I presume they want to preauthorize a decent amount just in case, but this tends to really upset debit card holders because it steals money from them for a week.

SubiculumCode · 2024-08-15T22:24:50 1723760690

i understand finetuning for specific purposes/topics, but don't really understand finetunes that seem to still be marketed as "generalist", as surely what meta put out would be tuned to perform as well as they can across a whole host of measures.

lukevp · 2024-08-15T22:19:04 1723760344

Strange to name something related to Meta the same as a product by Meta (the Hermes JS Engine).

dinobones · 2024-08-16T03:29:47 1723778987

The Hermes fine-tune for 8b is nearly approaching GPT3.5 Turbo on HellaSwag/MMLU.

https://context.ai/model/gpt-3-5-turbo

Really exciting times.

michaelbrave · 2024-08-15T21:21:25 1723756885

it doesn't seem downloadable to run locally, a shame.

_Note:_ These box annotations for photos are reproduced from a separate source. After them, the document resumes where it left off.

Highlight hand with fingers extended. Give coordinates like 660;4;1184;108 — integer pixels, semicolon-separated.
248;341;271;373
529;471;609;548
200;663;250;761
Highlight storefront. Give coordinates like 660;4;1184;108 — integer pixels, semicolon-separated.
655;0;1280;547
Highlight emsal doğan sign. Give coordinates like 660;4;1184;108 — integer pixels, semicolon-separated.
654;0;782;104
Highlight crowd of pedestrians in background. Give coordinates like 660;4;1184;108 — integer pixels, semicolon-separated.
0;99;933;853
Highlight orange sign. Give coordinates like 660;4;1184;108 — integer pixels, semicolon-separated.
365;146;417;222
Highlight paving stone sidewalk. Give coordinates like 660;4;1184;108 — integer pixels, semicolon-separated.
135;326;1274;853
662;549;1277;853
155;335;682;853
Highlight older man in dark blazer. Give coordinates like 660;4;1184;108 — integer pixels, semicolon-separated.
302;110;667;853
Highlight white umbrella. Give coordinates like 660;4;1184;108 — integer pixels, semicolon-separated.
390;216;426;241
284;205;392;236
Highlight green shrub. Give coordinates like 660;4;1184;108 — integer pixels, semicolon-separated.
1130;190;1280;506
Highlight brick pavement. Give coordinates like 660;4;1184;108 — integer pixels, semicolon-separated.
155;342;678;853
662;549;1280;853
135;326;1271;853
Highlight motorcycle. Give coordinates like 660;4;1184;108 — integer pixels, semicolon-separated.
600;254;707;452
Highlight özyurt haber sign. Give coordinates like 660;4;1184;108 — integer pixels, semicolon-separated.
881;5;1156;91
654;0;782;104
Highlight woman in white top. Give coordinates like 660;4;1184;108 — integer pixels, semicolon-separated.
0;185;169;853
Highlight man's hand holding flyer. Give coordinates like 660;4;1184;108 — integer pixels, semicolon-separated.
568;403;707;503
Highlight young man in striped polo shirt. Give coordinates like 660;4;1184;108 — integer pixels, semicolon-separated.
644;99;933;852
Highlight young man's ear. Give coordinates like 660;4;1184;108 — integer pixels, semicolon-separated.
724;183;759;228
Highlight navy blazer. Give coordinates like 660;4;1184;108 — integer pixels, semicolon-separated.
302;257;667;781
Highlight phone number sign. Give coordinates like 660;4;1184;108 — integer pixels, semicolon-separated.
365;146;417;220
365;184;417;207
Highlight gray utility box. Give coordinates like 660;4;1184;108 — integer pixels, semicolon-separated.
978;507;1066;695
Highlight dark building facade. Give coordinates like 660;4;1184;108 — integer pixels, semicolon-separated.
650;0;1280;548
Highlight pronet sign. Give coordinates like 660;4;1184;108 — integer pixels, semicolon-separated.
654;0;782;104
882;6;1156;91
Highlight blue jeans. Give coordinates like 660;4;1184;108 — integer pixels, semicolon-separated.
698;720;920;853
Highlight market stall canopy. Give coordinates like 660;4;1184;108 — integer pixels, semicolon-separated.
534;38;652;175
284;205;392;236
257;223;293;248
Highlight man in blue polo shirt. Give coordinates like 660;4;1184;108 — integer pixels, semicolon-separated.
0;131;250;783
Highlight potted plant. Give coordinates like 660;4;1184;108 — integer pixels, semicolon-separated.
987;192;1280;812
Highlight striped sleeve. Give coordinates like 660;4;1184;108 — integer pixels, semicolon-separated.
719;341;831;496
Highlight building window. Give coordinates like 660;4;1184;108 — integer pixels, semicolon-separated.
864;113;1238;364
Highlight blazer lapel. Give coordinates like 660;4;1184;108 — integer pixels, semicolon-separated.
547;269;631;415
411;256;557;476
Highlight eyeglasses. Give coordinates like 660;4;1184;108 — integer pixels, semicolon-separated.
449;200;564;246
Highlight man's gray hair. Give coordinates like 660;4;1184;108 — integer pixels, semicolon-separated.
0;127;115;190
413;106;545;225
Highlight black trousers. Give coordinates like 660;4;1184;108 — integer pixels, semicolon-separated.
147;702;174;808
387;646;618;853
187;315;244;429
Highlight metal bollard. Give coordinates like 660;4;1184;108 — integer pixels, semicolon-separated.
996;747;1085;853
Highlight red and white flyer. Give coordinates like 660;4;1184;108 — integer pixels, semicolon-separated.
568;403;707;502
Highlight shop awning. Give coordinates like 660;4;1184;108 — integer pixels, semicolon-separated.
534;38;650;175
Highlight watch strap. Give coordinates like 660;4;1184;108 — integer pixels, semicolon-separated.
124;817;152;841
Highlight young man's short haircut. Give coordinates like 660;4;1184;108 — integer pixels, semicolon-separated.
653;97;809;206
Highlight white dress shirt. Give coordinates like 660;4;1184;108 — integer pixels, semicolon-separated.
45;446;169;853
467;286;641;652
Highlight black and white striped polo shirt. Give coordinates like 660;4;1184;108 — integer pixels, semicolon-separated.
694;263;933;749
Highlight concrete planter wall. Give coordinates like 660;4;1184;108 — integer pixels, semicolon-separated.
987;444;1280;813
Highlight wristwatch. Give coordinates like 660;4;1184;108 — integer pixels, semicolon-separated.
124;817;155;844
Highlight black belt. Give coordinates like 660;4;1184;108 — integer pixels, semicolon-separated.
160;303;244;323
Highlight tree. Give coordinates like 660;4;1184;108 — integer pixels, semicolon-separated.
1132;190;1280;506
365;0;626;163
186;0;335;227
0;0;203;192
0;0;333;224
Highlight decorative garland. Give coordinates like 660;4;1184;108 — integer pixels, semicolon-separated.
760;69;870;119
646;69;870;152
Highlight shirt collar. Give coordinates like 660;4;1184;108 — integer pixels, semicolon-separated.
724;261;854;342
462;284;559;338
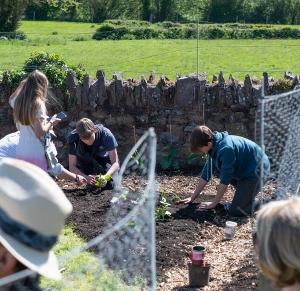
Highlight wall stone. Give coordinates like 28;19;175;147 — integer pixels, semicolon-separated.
0;70;299;167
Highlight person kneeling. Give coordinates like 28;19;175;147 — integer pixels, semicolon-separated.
68;118;119;190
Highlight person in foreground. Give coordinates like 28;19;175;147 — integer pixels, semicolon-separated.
68;118;119;190
180;126;270;216
0;158;72;290
255;197;300;291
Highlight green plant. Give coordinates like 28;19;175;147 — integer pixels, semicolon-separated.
95;175;111;188
155;192;171;220
24;52;85;92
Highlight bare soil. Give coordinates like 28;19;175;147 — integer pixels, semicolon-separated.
60;175;272;291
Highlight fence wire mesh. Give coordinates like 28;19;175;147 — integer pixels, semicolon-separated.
256;90;300;199
0;128;157;291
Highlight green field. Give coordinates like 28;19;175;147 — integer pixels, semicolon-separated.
0;21;300;79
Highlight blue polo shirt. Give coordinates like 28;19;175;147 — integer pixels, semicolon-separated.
201;131;270;185
68;124;118;158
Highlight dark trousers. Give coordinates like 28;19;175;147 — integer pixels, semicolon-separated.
78;157;114;190
228;177;260;217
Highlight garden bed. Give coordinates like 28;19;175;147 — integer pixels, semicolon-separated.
61;175;264;290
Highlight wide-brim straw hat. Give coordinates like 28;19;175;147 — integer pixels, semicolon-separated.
0;158;72;279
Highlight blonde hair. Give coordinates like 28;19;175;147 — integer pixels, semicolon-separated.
76;118;96;139
256;197;300;287
14;70;48;125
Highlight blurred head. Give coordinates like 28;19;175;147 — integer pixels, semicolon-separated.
14;70;48;125
256;197;300;288
76;118;97;145
190;125;213;154
0;158;72;279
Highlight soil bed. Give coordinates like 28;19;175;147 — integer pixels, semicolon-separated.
60;175;268;290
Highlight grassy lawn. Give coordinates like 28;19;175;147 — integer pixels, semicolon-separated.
0;21;300;79
41;227;139;291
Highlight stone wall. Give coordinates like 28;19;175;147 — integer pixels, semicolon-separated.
0;71;299;167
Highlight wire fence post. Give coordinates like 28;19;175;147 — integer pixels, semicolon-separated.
196;17;199;79
259;77;265;191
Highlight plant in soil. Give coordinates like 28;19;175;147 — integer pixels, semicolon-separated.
155;192;171;220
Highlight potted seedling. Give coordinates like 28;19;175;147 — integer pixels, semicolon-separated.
188;246;210;287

etiam · 2024-08-15T21:27:33 1723757253

Isn't it this one? https://huggingface.co/NousResearch/Hermes-3-Llama-3.1-405B/...

Fairly heavy run locally of course, but I guess enough people here are fortunate enough to be on gear that can manage it.

kainan-ai · 2024-08-15T22:07:44 1723759664

Yeah its on hf. You can also try it out in the Nous discord or lamda labs if you don't have the h100s to spare. Fairly certain anyone with enough compute can use it or throw it up on their site.